Про эту песню Офонасья Екимовна сказала со вздохом:
– Переживательная.
13
Обратно Пашка проводил гостей только до площади 1905 года, дальше, к детдому, их взялся довести Валька Акулов. А Пашка зашел к товарищу по «ремеслухе» за хлебом, который наказывал взять для себя с обеда, сам он на обед никак не попадал с гостями, – и припустил на дровяной склад. Там у него лежала кучка дров, три кубометра, ее надо было вытаскать домой. Не вытаскаешь – замерзнешь зимой в холодной избе. И сам, и мамка, и братья. Каждый день, идя с работы, он заходил на склад, брал две доски или два бруска отпущенного пиловочника и тащил домой. Сегодня он успеет, пожалуй, сходить за дровами пару раз до того, как настанет время бежать на ужин. А с ужина по дороге домой унесет еще маленько! Вот и будет ладно.
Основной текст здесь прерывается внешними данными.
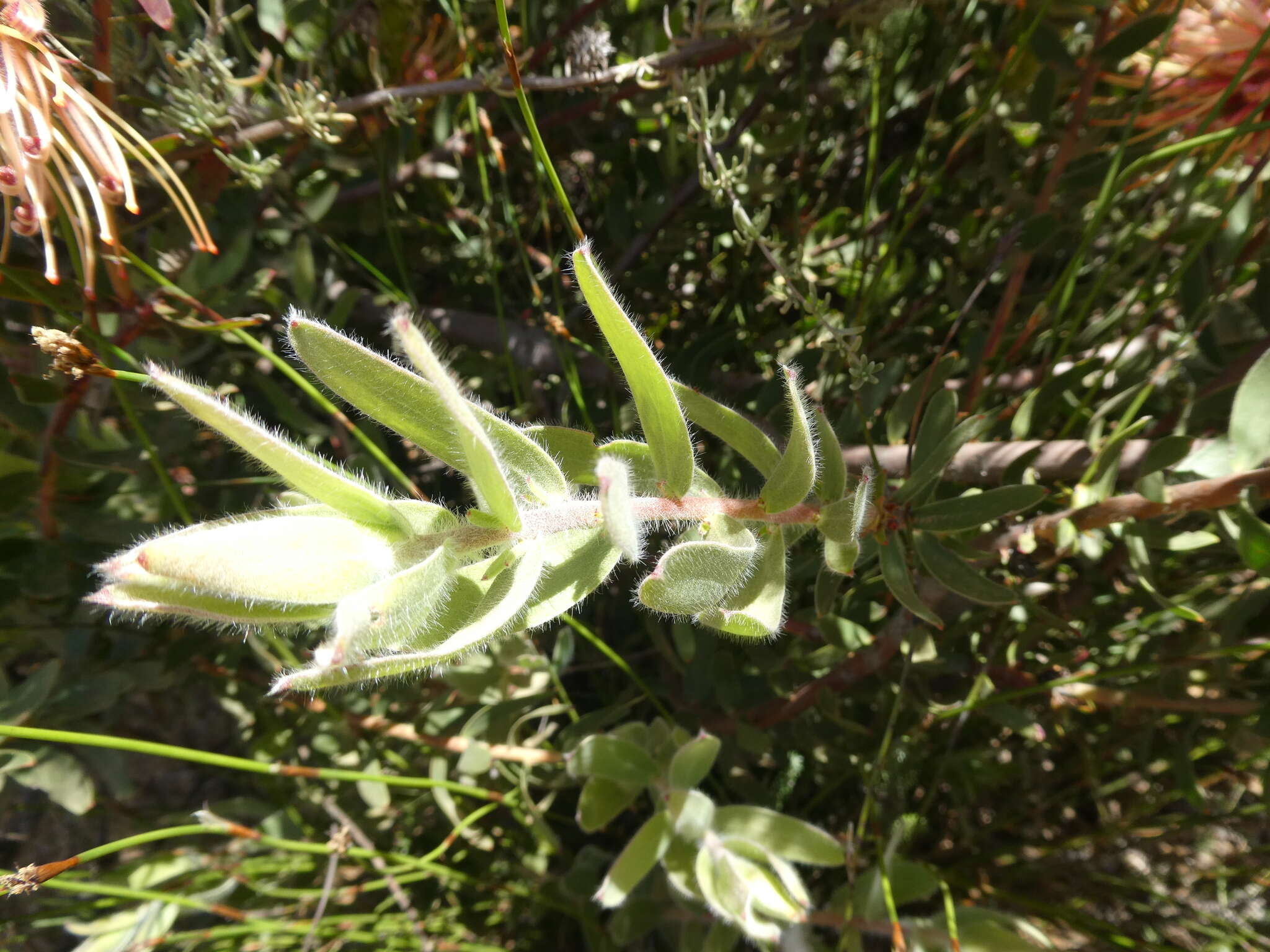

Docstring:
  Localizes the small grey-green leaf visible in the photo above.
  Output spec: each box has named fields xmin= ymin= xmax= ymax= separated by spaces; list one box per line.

xmin=596 ymin=811 xmax=672 ymax=909
xmin=667 ymin=734 xmax=721 ymax=790
xmin=1137 ymin=434 xmax=1195 ymax=478
xmin=1231 ymin=350 xmax=1270 ymax=472
xmin=760 ymin=367 xmax=815 ymax=513
xmin=912 ymin=486 xmax=1049 ymax=532
xmin=665 ymin=790 xmax=715 ymax=843
xmin=714 ymin=806 xmax=846 ymax=866
xmin=877 ymin=532 xmax=944 ymax=630
xmin=813 ymin=565 xmax=855 ymax=618
xmin=824 ymin=538 xmax=859 ymax=575
xmin=573 ymin=244 xmax=693 ymax=499
xmin=674 ymin=383 xmax=781 ymax=477
xmin=913 ymin=532 xmax=1018 ymax=606
xmin=569 ymin=734 xmax=657 ymax=787
xmin=577 ymin=775 xmax=642 ymax=832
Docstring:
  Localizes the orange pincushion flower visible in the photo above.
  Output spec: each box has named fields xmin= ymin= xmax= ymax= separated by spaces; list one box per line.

xmin=1112 ymin=0 xmax=1270 ymax=161
xmin=0 ymin=0 xmax=216 ymax=298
И все равно дров не хватает. Много тепла берет большая изба! Да в баню надо дров, как редко ее ни топи. До войны как-то не было этой заботы. Возьмет отец, бывало, на заводе подводу на выходной, съездят они с Димой в лес, наберут сушняка – опять хорошо. Да так не один раз. И на заводе выписывали. А теперь выписали Пашке эти три куба, и как хочешь, так и крутись.
В конце этого лета, в августе, Пашка позвал с собой друга Вальку, и они, взяв тележки, отправились за сушняком. Прямо после обеда – в лес. Валька был в отгуле, а Пашка – с ночной смены. День был сухой, теплый, не жаркий уже, словом, в самый раз для такого путешествия. Вышли они с Валькой с Рабочего поселка и потопали через редколесье, ведущее к аэродрому. Аэродром лежал между Егошихинским оврагом и Коноваловскими пашнями, там взлетали и садились самолеты, стрекотали моторами со всех направлений. Когда ребята с тележками подходили к лесу, какой-то летчик идущего на посадку маленького самолета высунулся из кабинки, что-то прокричал и погрозил им кулаком. «Поймай, поди-ко!» – усмехнулся про себя Пашка.
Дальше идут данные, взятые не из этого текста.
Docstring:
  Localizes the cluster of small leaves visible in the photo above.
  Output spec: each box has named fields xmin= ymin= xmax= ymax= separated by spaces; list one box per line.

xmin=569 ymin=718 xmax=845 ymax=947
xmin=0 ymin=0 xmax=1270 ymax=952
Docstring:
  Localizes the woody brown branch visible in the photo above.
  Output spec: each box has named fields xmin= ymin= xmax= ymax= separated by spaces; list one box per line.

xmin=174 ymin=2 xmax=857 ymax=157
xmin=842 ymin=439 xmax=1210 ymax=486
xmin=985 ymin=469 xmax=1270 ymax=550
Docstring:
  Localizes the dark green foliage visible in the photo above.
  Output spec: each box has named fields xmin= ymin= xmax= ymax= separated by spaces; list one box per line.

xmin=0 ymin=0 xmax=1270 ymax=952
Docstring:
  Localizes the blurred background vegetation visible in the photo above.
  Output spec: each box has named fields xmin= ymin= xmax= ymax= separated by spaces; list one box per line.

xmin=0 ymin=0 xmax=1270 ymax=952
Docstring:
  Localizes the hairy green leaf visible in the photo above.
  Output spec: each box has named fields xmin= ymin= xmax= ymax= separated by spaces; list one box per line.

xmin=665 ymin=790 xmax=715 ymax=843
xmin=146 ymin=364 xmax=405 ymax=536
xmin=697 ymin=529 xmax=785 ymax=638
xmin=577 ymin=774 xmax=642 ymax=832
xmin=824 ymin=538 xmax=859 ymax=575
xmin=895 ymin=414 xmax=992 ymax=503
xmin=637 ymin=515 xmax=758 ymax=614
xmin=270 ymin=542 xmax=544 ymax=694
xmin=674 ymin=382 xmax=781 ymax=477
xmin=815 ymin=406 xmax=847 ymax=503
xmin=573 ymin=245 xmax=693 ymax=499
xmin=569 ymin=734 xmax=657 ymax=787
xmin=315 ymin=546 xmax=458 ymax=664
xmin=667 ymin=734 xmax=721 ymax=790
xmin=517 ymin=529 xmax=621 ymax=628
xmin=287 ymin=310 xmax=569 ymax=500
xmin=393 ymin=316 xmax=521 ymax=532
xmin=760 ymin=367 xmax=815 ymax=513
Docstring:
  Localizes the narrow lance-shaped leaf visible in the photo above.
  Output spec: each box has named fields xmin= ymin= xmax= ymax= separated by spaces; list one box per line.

Сушняк они набирали долго: где его было искать, не одним им нужны дрова! И только заполнили тележки павшими сучьями и сухими стволами – ударил дождь. Да такой проливной! И нигде в лесу не скроешься от него. Еще и пуще текут на тебя потоки с листьев, с хвои. Веревками они подвязали дрова и отправились домой. По лесу шли довольно ходко – еще и силы были, и почва была довольно тверда, а вот когда вышли на дорогу – прямо смерть! Грязь, огромные лужи, вязнут ноги, колеса. Добрели еле-еле до Валькиного барака в Рабочем поселке. Пашка сел на крыльцо, закрыл глаза:
– Все, больше не могу. – От лица – пар, сверху дождик сечет… Посидели вдвоем минут пять, Пашка говорит: – Валька, сбегай узнай, сколько времени.
Валька вернулся, а Пашка уже выталкивает свою тележку с их двора. Догнал:
– Паш, десять уже. Ты беги давай скорей, тебе ведь на работу в ночь, а тележку здесь оставь!
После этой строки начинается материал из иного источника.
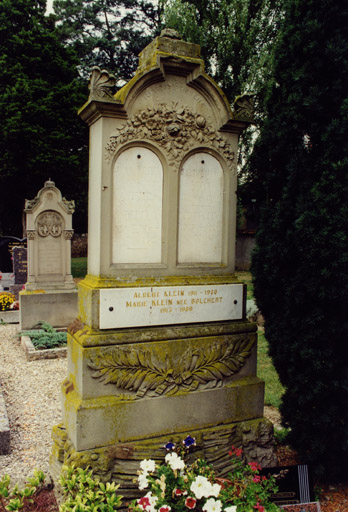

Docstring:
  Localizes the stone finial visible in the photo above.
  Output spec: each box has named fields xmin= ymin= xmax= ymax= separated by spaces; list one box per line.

xmin=161 ymin=28 xmax=182 ymax=39
xmin=234 ymin=94 xmax=254 ymax=121
xmin=88 ymin=66 xmax=116 ymax=101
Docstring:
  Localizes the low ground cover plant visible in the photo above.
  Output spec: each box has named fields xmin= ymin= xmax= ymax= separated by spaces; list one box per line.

xmin=59 ymin=465 xmax=122 ymax=512
xmin=20 ymin=322 xmax=67 ymax=350
xmin=131 ymin=436 xmax=279 ymax=512
xmin=0 ymin=470 xmax=45 ymax=512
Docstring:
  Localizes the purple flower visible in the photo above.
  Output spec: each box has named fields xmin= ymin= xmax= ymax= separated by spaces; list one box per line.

xmin=183 ymin=436 xmax=196 ymax=448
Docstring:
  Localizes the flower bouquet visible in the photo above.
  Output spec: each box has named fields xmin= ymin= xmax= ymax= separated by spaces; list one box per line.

xmin=0 ymin=292 xmax=16 ymax=311
xmin=130 ymin=436 xmax=279 ymax=512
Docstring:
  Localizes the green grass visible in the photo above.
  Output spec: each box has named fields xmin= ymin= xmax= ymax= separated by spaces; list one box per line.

xmin=71 ymin=266 xmax=284 ymax=408
xmin=235 ymin=272 xmax=254 ymax=300
xmin=257 ymin=331 xmax=284 ymax=408
xmin=71 ymin=258 xmax=87 ymax=277
xmin=235 ymin=272 xmax=284 ymax=408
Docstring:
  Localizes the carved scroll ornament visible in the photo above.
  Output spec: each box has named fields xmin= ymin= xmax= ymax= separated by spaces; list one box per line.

xmin=88 ymin=336 xmax=254 ymax=398
xmin=37 ymin=211 xmax=63 ymax=238
xmin=88 ymin=66 xmax=116 ymax=100
xmin=106 ymin=104 xmax=234 ymax=166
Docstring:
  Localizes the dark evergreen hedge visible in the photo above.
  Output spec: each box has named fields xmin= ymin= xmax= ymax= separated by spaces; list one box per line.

xmin=251 ymin=0 xmax=348 ymax=479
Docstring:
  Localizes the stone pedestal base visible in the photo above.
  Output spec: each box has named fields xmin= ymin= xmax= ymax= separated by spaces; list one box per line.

xmin=50 ymin=417 xmax=277 ymax=504
xmin=19 ymin=290 xmax=78 ymax=330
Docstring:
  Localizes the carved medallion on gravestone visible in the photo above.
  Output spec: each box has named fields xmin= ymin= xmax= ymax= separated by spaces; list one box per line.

xmin=37 ymin=211 xmax=64 ymax=274
xmin=106 ymin=104 xmax=234 ymax=166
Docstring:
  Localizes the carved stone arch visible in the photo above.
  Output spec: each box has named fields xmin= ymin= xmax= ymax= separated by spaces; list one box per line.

xmin=106 ymin=102 xmax=235 ymax=167
xmin=177 ymin=148 xmax=227 ymax=265
xmin=36 ymin=210 xmax=65 ymax=238
xmin=112 ymin=144 xmax=164 ymax=265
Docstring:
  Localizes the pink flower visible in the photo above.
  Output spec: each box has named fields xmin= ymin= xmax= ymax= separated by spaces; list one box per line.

xmin=138 ymin=496 xmax=150 ymax=510
xmin=249 ymin=462 xmax=261 ymax=471
xmin=174 ymin=488 xmax=187 ymax=496
xmin=254 ymin=502 xmax=265 ymax=512
xmin=185 ymin=496 xmax=197 ymax=510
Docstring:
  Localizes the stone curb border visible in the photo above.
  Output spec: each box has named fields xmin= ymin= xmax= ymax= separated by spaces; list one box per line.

xmin=21 ymin=336 xmax=67 ymax=361
xmin=0 ymin=386 xmax=11 ymax=455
– Оставь… Ты что? Пошел человек за дровами, а обратно – и без дров, и без тележки? Нет, я как-нибудь добреду.
И ведь добрел! Правда, в Запруде уже, в одном месте, чуть не спустил свою тележку обратно под гору. Толкает, толкает ее – а она ни с места! И сил больше нету. Все вышли, сколько было. И тут проходила мимо ста-аренькая, горбатая уже старушка. Остановилась:
– Ну-ко, внученек, давай, что ли, вместе попробуем. Старый да малый – что-нибудь, глядишь, и выйдет у нас?
Только тронула ручку у тележки – она и пошла. Да легко так.
– Ой, спасибо, бабушка!
– Не за что, паренек. Это я тебе не тележку катить помогла. Человек свою силу должен почуять, вот ты ее снова и почуял. Иногда и соломинка спину переломит, иногда и старой бабушки худая сила человека взбодрит. Иди с боушком!
И опять Пашка попер свой воз в крутую гору.
Подходил к дому – шатался, оранжевые круги в глазах, глядит – бежит навстречу мамка:
– Павлик! Павлик! Кровинушка моя! Да ведь времени-то полдвенадцатого, опаздываешь ты!
Пашка встал:
– Докатишь одна тележку-то?
– Да как ино не докачу, ведь рядом.
– Ну, а я пошел на работу.
Повернулся и – бегом по улице! Нет уж, на работу-то он не опоздает. Ведь это какой позор – опоздать-то! Кто опаздывает – тот последний человек. Эту истину Пашке внушил еще отец, и он усвоил ее крепко.